Just make sure your wires are mounted under the truck so they will not rub on anything. Good luck when you gat it all working you will wonder why you never did it sooner.


----------



## MOB (Mar 10, 2005)

I would use a deep cycle battery in the trailer to power your lights. Most newer trucks have the 7 pin round trailer light wiring already installed from the factory. You can hook up your deepcycle trailer battery to the hot wire in the 7 pin trailer light plug in and charge your battery as you travel. The only draw back would be if you don't unplug the trailer lights while using your extra lighting for setup, you could run your truck battery down too. A group 27 deep cycle battery should give you ample power for lights in your decoy setup.


----------



## hunt4P&amp;Y (Sep 23, 2004)

Also good points, but if you take the lights off traveling you can't flip them on when you are driving, and someone comes up behind you with there brights on!!!

Give them a few brake flashes, and if they don't turn them off flip the switch. They will back off.

I guess this only works if you have a landscape style trailer, but still the lights are nice backing into sheds in the dark or anywhere where you need light.

The extra battery is a good Idea, if you are scared of running your truck battery down, but I would say any truck will run those lights.


----------



## WaterfowlJunky (Mar 16, 2007)

Alot of great ideas guys thanks alot i appreciate it. I think i will use a little bit of knowledge from all of you. I want to make a really nice setup so im going to take my time and make sure i do it right the first time.

JBB thats a great idea, might put a little more stress on the alternator but oh well. That should be fairly simple too, a good way to keep the battery charged. I really like this idea because the battery will stay charged and i wont have leave my truck running while im setting up decoys. Maybe if it gets to be a long time i could fire up the truck for ahwile but atleast I wouldnt have a chance of draining my truck battery.

I think i will leave them mounted so i can ward off tailgaters :beer:


----------



## MSG Rude (Oct 6, 2003)

WDW,

A couple more ideas for you:

My dad has two 12v batteries in his engine compartment with a huge toggle throw switch like in the movies when they throw a lever to cut power to something. This allows him to charge a battery whenever he wants.
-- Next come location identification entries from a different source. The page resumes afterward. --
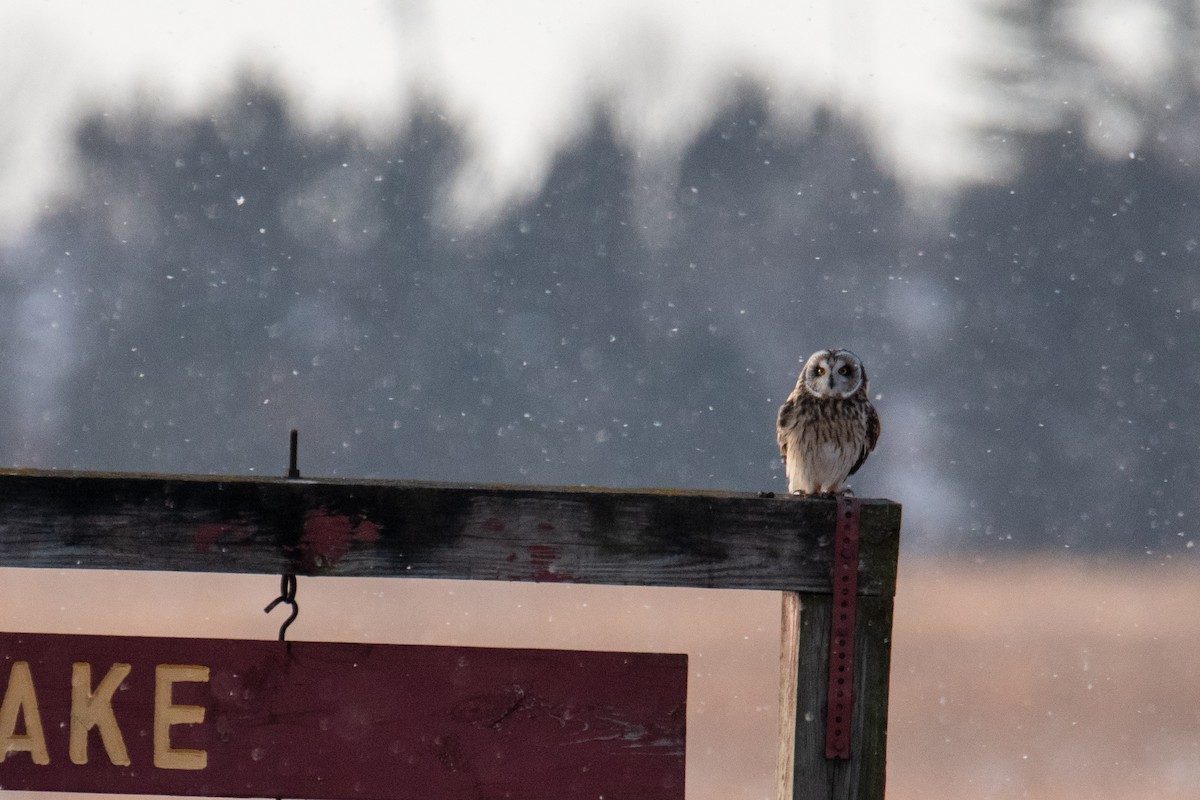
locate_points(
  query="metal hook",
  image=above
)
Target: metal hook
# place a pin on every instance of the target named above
(287, 595)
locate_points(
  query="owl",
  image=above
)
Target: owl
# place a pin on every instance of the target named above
(828, 426)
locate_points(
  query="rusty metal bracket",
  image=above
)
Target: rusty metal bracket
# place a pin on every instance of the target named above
(840, 692)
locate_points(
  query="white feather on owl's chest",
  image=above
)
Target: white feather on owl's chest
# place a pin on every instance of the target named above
(820, 463)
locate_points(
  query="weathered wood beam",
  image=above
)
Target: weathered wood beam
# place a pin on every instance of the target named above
(429, 530)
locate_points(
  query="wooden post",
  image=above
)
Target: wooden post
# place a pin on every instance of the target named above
(425, 530)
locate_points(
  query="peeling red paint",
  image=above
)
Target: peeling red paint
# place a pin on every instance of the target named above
(541, 559)
(328, 536)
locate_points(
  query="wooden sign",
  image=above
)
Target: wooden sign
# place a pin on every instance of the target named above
(535, 534)
(227, 717)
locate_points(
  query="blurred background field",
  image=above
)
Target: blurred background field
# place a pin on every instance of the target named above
(1012, 679)
(591, 244)
(1045, 680)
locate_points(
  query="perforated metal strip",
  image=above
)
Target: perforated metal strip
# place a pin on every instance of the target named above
(840, 695)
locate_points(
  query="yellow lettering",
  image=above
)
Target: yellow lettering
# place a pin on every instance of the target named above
(21, 698)
(167, 714)
(93, 709)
Also, you could mount the lights to 50lbs. magnets and then put the lights wherever you want to when you get to the field. With the lights prewired and magnetic posts, you could put all four on one side or two sides or whatever was needed.


----------



## hunt4P&amp;Y (Sep 23, 2004)

Those lights are $28 at Sioux Wholesale in Fargo; you can get them with a cig lighter adapter. I use them all the time for snow removal. They work great for backing up at night.

Although one guy still managed to hit the same pole twice in two days.


----------



## hunt4P&amp;Y (Sep 23, 2004)

OHH and good plan with the tailgaters. I have had to do it once, for real a few times as jokes with friends, must say they get back fast. But that might be because they can't see.... WHO knows.

:lol:


----------



## Traxion (Apr 16, 2004)

JBB's setup is what I would run. It's a simple setup with a charging system for your trailer battery and you don't have to worry about running down your truck battery. If using a 12 guage wire I'd probably run a 20 amp fuse though. Size the wire to your lights amperage. The 65 watt lights should be fine, no too much draw. A couple of switches on the inside of the side door would be the ticket for me. And like others have said, do a good job of running your wire. Not point in doing a poor job and spending twice the time to fix it. Good luck!


----------



## jaydogg (Feb 19, 2007)

you could use a converter, but I would just use a few marine batteries. I would solder the connections,, so they wont corrode.


----------